阿部寿美代さん
NHK国際部記者を経て、1998年『ゆりかごの死~乳幼児突然死症候群(SIDS)の光と影』で、第29回大宅壮一ノンフィクション賞を受賞。現在は英語・フランス語・ドイツ語の出版翻訳者として活躍中。
NHK国際部記者を経て、1998年『ゆりかごの死~乳幼児突然死症候群(SIDS)の光と影』で、第29回大宅壮一ノンフィクション賞を受賞。現在は英語・フランス語・ドイツ語の出版翻訳者として活躍中。
オーディションに合格して出版翻訳家デビュー
翻訳会社トランネットのオーディションに合格し、2013年2月に『パリ・ヴァーサス・ニューヨーク~二つの都市のヴィジュアル・マッチ』でデビューしました。パリに育ち、ニューヨークを愛する新進アーティストが、両都市の風物を色鮮やかなイラストで対比させたグラフィック集です。
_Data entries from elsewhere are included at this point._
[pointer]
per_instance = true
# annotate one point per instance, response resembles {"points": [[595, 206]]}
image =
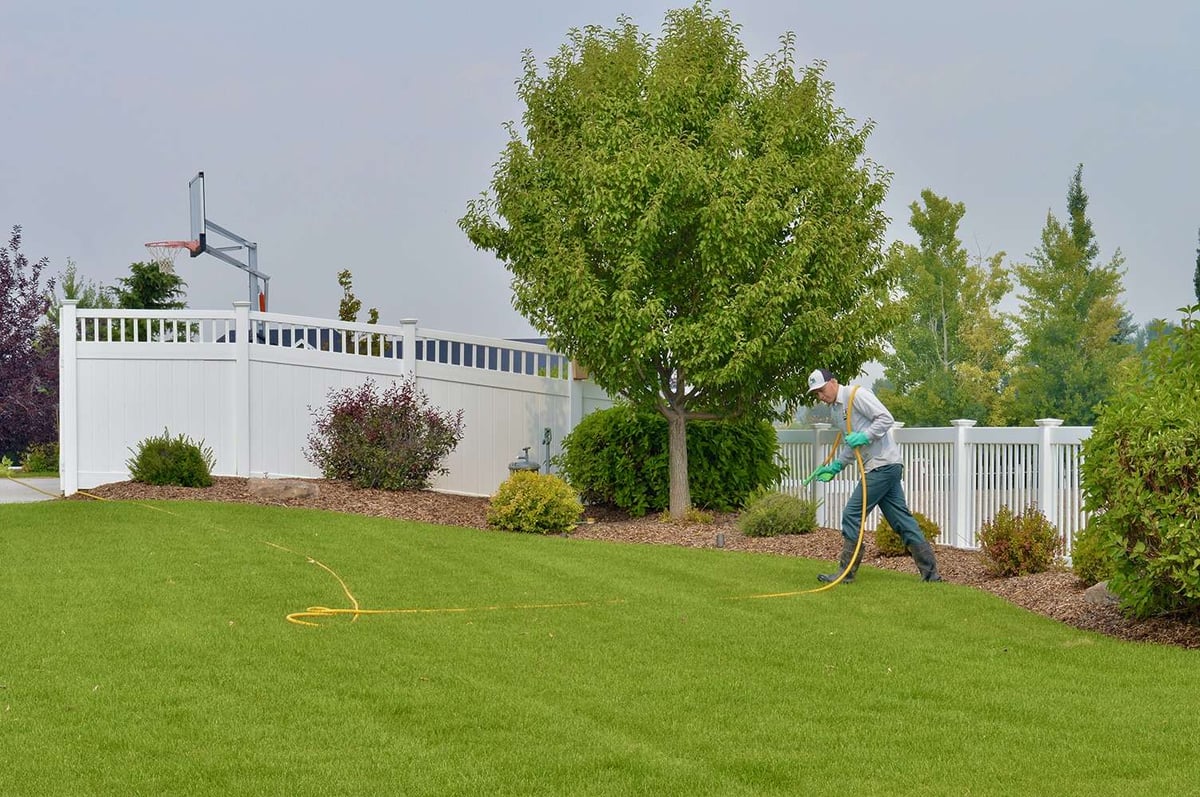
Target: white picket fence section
{"points": [[960, 475], [246, 383]]}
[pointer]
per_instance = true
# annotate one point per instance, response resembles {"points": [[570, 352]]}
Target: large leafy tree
{"points": [[1071, 322], [948, 357], [29, 376], [696, 232]]}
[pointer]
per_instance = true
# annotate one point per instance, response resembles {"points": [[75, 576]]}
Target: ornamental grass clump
{"points": [[167, 460]]}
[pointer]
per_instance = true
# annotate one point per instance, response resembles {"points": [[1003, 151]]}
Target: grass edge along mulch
{"points": [[149, 652]]}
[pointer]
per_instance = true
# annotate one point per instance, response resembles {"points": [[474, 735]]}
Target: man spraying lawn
{"points": [[867, 436]]}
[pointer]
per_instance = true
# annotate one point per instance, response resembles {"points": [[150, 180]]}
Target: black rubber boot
{"points": [[927, 563], [844, 561]]}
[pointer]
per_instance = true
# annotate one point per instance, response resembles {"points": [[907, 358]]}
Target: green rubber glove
{"points": [[857, 438], [825, 473]]}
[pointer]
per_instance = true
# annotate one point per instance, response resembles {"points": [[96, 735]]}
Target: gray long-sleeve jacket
{"points": [[870, 417]]}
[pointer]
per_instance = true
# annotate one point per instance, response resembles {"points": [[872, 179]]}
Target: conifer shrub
{"points": [[1091, 556], [768, 514], [389, 439], [167, 460], [1140, 475], [1017, 545], [619, 457], [538, 503], [889, 543]]}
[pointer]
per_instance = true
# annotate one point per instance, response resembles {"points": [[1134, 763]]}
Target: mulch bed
{"points": [[1055, 594]]}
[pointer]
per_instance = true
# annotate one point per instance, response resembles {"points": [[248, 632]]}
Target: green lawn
{"points": [[147, 651]]}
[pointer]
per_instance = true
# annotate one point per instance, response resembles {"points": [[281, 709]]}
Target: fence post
{"points": [[1047, 479], [961, 489], [69, 399], [819, 487], [409, 327], [241, 388]]}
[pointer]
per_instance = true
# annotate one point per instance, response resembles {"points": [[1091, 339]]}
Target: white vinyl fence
{"points": [[960, 475], [246, 384]]}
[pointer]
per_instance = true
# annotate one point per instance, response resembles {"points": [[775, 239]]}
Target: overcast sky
{"points": [[352, 136]]}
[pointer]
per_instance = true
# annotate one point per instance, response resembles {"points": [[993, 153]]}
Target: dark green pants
{"points": [[883, 490]]}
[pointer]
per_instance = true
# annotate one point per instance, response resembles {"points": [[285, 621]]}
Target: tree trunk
{"points": [[681, 493]]}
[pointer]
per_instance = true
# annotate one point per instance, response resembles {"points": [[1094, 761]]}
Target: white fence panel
{"points": [[959, 477], [247, 383]]}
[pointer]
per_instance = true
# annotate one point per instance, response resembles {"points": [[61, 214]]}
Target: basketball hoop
{"points": [[163, 253]]}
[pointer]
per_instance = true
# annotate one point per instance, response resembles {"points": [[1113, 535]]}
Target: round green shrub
{"points": [[1091, 559], [775, 513], [1017, 545], [619, 457], [538, 503], [172, 461], [1140, 475], [889, 543]]}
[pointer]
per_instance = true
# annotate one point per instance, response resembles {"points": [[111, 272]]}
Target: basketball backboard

英語とフランス語のごく短いコメントを、日本の読者がクスリと笑ってくれるように訳すのは、もはや禅問答の世界。文字数は少なかったのですが、翻訳者のセンスが試される、なかなかハードルの高いデビュー作でした。
その年の秋からは翻訳会社リベルを通じて、これまでに4冊のノンフィクションを手がけました。私にとって2作目となったのは『戦争と演説~歴史をつくった指導者たちの言葉』。原書は英語でしたが、引用されていた独仏首脳の演説はそれぞれドイツ語とフランス語の原典を探しました。ド・ゴールやヒトラーが実際に口にした言葉にあたったことで、よりリアルな訳ができたかなと思っています。また次の『クリスチアーネの真実~薬物依存、売春、蘇生への道』はドイツ語の本でしたが、国外向けに再構成したフランス語版からの翻訳ということでお受けしました。ところがそれが誤訳だらけ! 泣く泣く、フランス語ほど得意ではないドイツ語の原書から訳す羽目になりました。でも結局、それからドイツ語のリーディングもいただけるようになり、お仕事の幅が広がったのです。
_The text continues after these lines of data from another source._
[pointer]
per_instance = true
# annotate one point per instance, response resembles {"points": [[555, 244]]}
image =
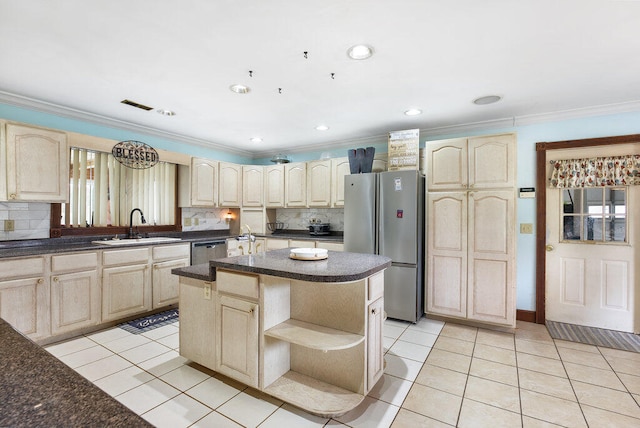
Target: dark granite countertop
{"points": [[338, 267], [38, 390]]}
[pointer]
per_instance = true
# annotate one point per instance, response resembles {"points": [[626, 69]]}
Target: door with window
{"points": [[591, 257]]}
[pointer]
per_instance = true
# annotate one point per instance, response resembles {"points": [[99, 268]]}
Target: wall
{"points": [[531, 130]]}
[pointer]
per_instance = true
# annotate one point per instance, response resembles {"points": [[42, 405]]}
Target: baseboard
{"points": [[527, 316]]}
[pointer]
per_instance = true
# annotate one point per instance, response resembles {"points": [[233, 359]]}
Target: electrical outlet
{"points": [[9, 225], [526, 228]]}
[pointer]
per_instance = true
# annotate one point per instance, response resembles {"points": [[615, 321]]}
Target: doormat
{"points": [[594, 336], [150, 322]]}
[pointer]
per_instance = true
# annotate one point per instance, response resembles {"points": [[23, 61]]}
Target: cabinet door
{"points": [[165, 284], [204, 183], [24, 303], [238, 339], [274, 186], [375, 348], [230, 185], [37, 165], [491, 277], [126, 290], [295, 185], [252, 186], [319, 183], [447, 164], [492, 161], [75, 301], [447, 253], [198, 321]]}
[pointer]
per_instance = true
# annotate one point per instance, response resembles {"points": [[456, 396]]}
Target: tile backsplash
{"points": [[31, 220], [299, 218], [204, 219]]}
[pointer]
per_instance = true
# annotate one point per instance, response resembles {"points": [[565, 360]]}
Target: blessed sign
{"points": [[135, 154]]}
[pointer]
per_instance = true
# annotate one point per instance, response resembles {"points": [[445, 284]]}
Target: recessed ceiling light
{"points": [[239, 89], [360, 52], [489, 99]]}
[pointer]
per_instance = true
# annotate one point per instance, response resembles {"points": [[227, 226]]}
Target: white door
{"points": [[592, 252]]}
英語だけでなく2、3か国語できると、本当に有利だと思いました。
受講をきっかけに伸び悩みを打破
NHKで記者をした後、ノンフィクション作家として再出発しようとしたのですが、本当によいものは私生活を全部犠牲にしないと書けないのです。そろそろ自分の生活がしたかったので断念し、子どもを3人育てました。でも本が好きで暇さえあれば読んでいるような生活だったので、1番下の子が小学校に上がった時、自宅にいながらジャーナリストとしての経験も活かせる翻訳に挑戦してみることにしました。
2011年にアメリアに入会して定例トライアルへの応募を開始し、オーディションも受け始めました。ところが1年経ってもトライアルの成績は伸びず、オーディションも不合格続き。やはり独学には無理があると思い、2012年の9月からフェローの通信講座「マスターコース」の受講を始めました。
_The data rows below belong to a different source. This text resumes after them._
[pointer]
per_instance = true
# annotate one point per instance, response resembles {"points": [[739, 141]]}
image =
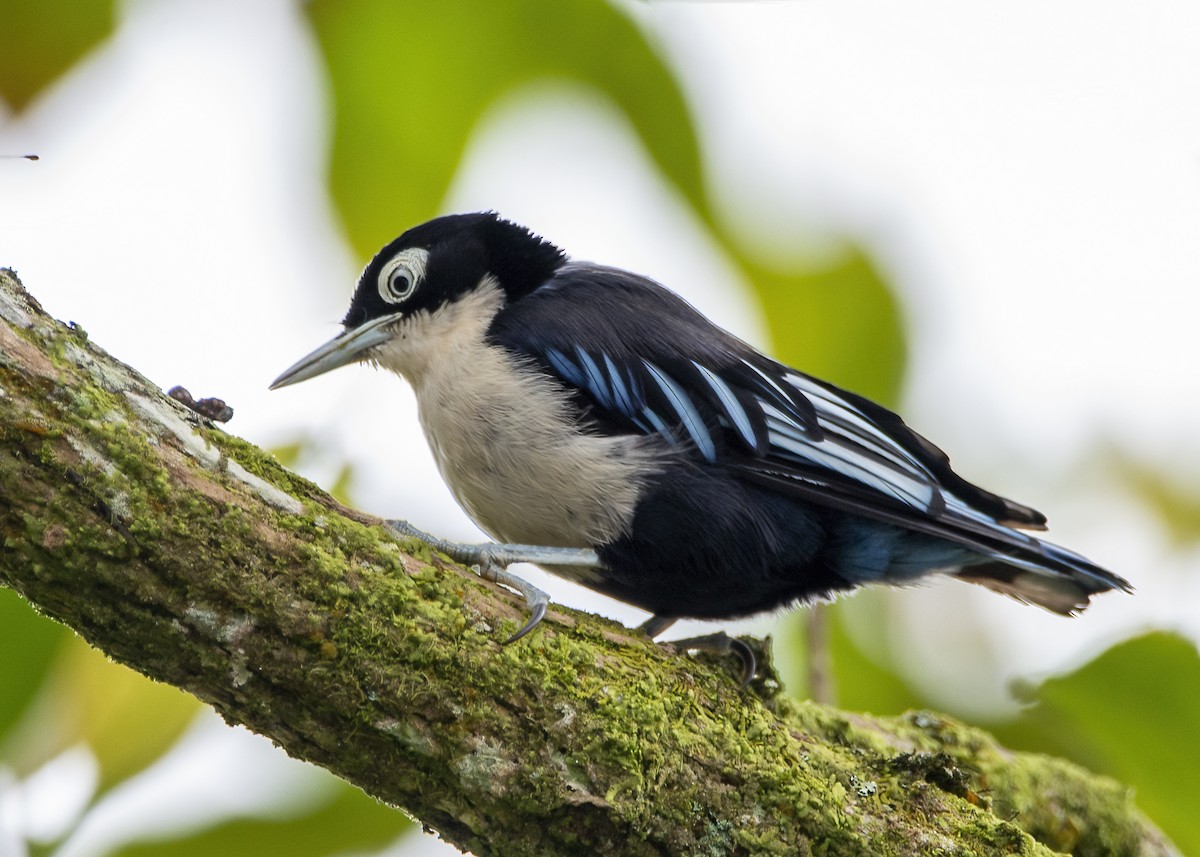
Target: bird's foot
{"points": [[491, 562], [720, 642]]}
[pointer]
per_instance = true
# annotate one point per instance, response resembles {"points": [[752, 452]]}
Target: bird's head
{"points": [[430, 267]]}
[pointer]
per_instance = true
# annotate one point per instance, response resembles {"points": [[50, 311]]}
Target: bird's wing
{"points": [[643, 360]]}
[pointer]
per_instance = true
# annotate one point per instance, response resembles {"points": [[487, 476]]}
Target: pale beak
{"points": [[347, 348]]}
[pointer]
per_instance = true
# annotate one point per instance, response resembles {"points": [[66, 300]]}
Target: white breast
{"points": [[504, 437]]}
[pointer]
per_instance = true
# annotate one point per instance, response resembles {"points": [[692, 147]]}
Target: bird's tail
{"points": [[1053, 577]]}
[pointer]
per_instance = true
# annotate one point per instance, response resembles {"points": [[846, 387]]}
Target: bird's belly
{"points": [[522, 468]]}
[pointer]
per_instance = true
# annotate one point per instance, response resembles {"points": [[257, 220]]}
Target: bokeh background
{"points": [[983, 215]]}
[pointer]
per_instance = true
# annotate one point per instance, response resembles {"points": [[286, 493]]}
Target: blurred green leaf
{"points": [[29, 643], [412, 79], [867, 682], [1133, 713], [42, 39], [348, 822], [1175, 502], [126, 719], [839, 323], [411, 82]]}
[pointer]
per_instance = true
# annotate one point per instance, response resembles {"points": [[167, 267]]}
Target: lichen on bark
{"points": [[195, 558]]}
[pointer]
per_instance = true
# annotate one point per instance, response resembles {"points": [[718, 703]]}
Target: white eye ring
{"points": [[402, 274]]}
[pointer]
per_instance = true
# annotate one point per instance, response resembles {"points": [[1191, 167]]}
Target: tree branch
{"points": [[198, 561]]}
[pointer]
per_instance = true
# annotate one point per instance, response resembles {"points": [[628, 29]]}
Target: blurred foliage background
{"points": [[67, 714]]}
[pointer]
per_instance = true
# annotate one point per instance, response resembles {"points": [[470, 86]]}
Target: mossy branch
{"points": [[198, 561]]}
数か月後、オーディションに合格して初仕事をいただきました。講師の先生から「『著者が日本人だったらこう書くだろう』という意識で」と教わったことで、翻訳への姿勢が変わったのかもしれません。
迷ったら講師の教えに立ち返る
フェローでは1年半の間に、通信と通学を合わせて3講座を受講しました。ある先生は「日本語としての読みやすさ」を、ある先生は「何も足さず、何も引かない」という原文重視の姿勢を強調されていましたが、その兼ね合いはいまだにつかみ切れていません。
日本語にした時に不自然になる場合、原文をどれだけ「補って」いいのかは、出版社の方針によっても大きく変わってくるようですね。でもとにかく迷ったら、まずは一度、基本に立ち返って原文とじっくり向き合ってみるようにしています。
翻訳という仕事の魅力
私の訳ひとつで、この本はよくも悪くもなる……そう思うと、翻訳という仕事に大きなやりがいと責任を感じます。 作業としては、納得できるまで言葉や表現を工夫できるところが楽しいですね。記者時代はつねにスピード勝負で、あまり言い回しを吟味している暇もありませんでしたが、今は納品するまでに何回も見直すようにしています。なかなか納得する言葉や表現までたどり着かないのですが、日本語としてすっと流れるように仕上がるとほっとします。
今のところご縁があるのはノンフィクションばかりですが、フィクションにも挑戦したいですし、小学校で読み聞かせのボランティアをしているので、そこで読めるような絵本も訳してみたいです。
記者時代にはよく、「中学生にもわかるように書け」と言われました。その頃の気持ちを忘れず、複雑な内容でも一度で頭に入るような、しかも味のある日本語を目指してがんばろうと思っています。